Колониальная политика монархической России строилась на принципе политики Древнего Рима «разделяй и властвуй». Царские сатрапы натравливали русских на узбеков, узбеков на других «инородцев», живущих в Туркестане. Мусульманское духовенство разжигало религиозную нетерпимость, объявляло русских врагами правоверных. Так было и в год моего поступления в училище, хотя в России уже произошла Октябрьская революция и в Ташкенте провозглашена советская власть. Нет, пожалуй, было не так, а еще сложнее. То, что понималось под национальным единством, лопнуло, раскололось, как орех. Какой-то русский черт или узбекский шайтан встряхнул мешок с расколотыми орехами, да так основательно, что сложить две половинки одного ореха больше не удавалось. Все спуталось и перемешалось в Туркестане.

Бывшие царские чиновники, русские промышленники, купечество, оплот православия — духовенство, офицерство — все потеряли связь с русской интеллигенцией, рабочими, мелкими служащими, то есть с теми, кого они считали своей, правда меньшей и незначительной, но половиной в деле овладевания восточной окраиной России. Теперь их цели, суждения и идеалы сходились с идеалами, суждениями и целями ишанов, мулл, муфтиев, узбеков-националистов, баев и купцов — оплота мусульманства.

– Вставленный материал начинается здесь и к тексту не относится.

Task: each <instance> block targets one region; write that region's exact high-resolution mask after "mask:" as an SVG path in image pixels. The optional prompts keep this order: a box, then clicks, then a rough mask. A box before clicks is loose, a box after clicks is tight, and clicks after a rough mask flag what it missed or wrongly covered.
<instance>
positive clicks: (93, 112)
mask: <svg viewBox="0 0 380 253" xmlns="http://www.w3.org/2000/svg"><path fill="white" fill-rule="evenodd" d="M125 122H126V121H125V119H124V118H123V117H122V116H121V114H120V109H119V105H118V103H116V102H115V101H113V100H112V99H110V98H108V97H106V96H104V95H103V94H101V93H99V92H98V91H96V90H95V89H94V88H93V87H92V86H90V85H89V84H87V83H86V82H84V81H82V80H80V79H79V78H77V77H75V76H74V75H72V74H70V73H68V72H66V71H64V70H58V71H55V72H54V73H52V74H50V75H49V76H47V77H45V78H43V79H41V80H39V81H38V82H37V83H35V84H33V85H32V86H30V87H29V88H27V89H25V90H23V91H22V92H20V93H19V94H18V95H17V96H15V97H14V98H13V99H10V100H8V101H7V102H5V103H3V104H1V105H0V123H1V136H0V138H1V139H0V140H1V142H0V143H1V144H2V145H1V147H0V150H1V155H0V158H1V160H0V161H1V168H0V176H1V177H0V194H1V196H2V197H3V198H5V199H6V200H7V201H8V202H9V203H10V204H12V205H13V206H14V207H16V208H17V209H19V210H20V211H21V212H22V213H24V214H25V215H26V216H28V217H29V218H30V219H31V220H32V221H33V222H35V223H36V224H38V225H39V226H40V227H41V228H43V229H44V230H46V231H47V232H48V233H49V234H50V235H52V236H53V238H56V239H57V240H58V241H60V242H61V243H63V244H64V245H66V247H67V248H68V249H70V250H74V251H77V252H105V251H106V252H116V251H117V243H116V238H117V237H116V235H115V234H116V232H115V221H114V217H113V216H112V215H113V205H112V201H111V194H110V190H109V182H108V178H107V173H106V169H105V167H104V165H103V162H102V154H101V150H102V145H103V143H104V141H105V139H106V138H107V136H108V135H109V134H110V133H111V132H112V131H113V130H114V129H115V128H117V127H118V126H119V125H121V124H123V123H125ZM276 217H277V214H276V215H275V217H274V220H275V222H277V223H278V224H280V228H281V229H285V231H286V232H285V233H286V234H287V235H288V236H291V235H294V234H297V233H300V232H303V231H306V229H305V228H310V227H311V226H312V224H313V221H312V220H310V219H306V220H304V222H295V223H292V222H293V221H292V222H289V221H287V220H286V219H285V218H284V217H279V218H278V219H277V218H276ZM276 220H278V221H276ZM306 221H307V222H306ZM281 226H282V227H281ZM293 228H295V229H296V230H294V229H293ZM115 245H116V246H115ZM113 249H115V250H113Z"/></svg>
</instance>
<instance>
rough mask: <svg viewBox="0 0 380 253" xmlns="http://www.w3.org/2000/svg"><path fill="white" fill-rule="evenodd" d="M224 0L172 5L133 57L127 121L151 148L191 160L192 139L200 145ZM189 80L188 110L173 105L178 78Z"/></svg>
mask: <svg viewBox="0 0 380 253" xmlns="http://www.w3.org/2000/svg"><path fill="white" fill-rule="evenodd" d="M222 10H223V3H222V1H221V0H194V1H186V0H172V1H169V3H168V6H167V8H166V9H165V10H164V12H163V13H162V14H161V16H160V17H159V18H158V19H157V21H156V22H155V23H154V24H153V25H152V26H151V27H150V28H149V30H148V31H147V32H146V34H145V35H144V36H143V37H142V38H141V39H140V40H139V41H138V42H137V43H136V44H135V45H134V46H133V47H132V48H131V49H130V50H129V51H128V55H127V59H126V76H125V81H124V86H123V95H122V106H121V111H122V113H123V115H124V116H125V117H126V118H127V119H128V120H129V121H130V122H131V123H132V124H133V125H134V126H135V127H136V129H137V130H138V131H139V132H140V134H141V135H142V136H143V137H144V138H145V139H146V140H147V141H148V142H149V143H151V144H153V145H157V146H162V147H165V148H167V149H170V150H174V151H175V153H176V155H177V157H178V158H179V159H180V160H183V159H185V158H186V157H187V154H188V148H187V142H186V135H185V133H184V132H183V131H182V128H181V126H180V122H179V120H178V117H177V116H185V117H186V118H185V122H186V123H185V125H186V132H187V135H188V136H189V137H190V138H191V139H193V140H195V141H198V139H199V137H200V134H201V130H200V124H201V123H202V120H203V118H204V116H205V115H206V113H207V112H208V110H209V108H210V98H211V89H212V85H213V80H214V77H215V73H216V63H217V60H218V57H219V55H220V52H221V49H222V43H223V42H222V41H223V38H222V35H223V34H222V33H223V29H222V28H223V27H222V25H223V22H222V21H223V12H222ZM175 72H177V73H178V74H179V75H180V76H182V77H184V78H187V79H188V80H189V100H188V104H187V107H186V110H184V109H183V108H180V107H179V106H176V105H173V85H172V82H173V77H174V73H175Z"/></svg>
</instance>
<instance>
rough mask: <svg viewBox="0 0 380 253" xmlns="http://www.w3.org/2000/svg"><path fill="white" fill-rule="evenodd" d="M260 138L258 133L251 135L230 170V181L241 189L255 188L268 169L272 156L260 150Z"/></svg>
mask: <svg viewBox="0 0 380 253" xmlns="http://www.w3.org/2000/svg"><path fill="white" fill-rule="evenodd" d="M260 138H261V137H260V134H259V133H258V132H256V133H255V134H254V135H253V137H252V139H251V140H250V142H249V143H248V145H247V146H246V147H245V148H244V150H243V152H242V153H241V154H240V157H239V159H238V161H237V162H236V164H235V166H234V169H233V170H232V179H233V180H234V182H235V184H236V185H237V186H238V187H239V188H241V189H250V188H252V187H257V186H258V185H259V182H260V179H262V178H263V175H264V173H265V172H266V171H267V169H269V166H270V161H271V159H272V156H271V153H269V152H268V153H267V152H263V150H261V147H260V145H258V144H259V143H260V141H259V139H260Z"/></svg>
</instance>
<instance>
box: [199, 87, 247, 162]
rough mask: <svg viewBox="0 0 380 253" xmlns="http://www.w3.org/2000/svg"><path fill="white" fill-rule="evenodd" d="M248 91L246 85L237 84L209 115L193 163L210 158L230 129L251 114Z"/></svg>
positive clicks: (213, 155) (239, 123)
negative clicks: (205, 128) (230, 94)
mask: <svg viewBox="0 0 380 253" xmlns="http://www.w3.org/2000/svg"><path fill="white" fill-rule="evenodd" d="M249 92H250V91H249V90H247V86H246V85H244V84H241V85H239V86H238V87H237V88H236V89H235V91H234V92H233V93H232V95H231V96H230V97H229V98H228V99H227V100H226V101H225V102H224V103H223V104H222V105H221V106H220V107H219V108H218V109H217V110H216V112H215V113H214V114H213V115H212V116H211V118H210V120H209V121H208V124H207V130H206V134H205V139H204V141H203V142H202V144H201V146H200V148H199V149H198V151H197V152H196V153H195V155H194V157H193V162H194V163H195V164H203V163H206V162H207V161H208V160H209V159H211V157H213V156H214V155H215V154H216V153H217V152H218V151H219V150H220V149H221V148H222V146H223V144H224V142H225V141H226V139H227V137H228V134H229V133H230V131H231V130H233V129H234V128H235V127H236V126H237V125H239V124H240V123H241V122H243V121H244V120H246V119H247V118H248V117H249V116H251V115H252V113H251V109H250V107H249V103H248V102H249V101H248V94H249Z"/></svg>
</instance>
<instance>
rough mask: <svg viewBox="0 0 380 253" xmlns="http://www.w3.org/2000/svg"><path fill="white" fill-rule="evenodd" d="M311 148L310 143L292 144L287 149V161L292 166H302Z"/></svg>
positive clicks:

А дехкане из кишлаков, погонщики верблюдов и ослов, метельщики улиц, ремесленники — беднота Коканда — по своим чувствам, мыслям и надеждам стали ближе к русским железнодорожникам, советским служащим и красноармейцам, как узбекам, так и к тем, которые говорили на малопонятном для народов Туркестана русском языке.

Да и сам город Коканд разделился на две половины, ставшие двумя враждующими лагерями.

В то время, когда в новой части города советские учреждения поддерживали связь с Ташкентом и Москвой, в Старом Коканде, как в осином гнезде, собирались силы устрашающие, готовые жалить и уничтожать. Это были националисты, духовные лица, представители национальных организаций («Шура и ислам», «Шура и урема»), туркестанские промышленники, владетели хлопка, купцы и баи.

К ним примыкали эсеры, белогвардейцы, к ним тянулись нити из Афганистана. Кокандской автономией интересовались и за рубежом. Сюда для заговорщицких целей пробирались офицеры армии Дутова, английские шпионы; под видом купцов, странствующих монахов, дехкан собирались главари басмаческих отрядов.

Коканд становился центром контрреволюционного движения.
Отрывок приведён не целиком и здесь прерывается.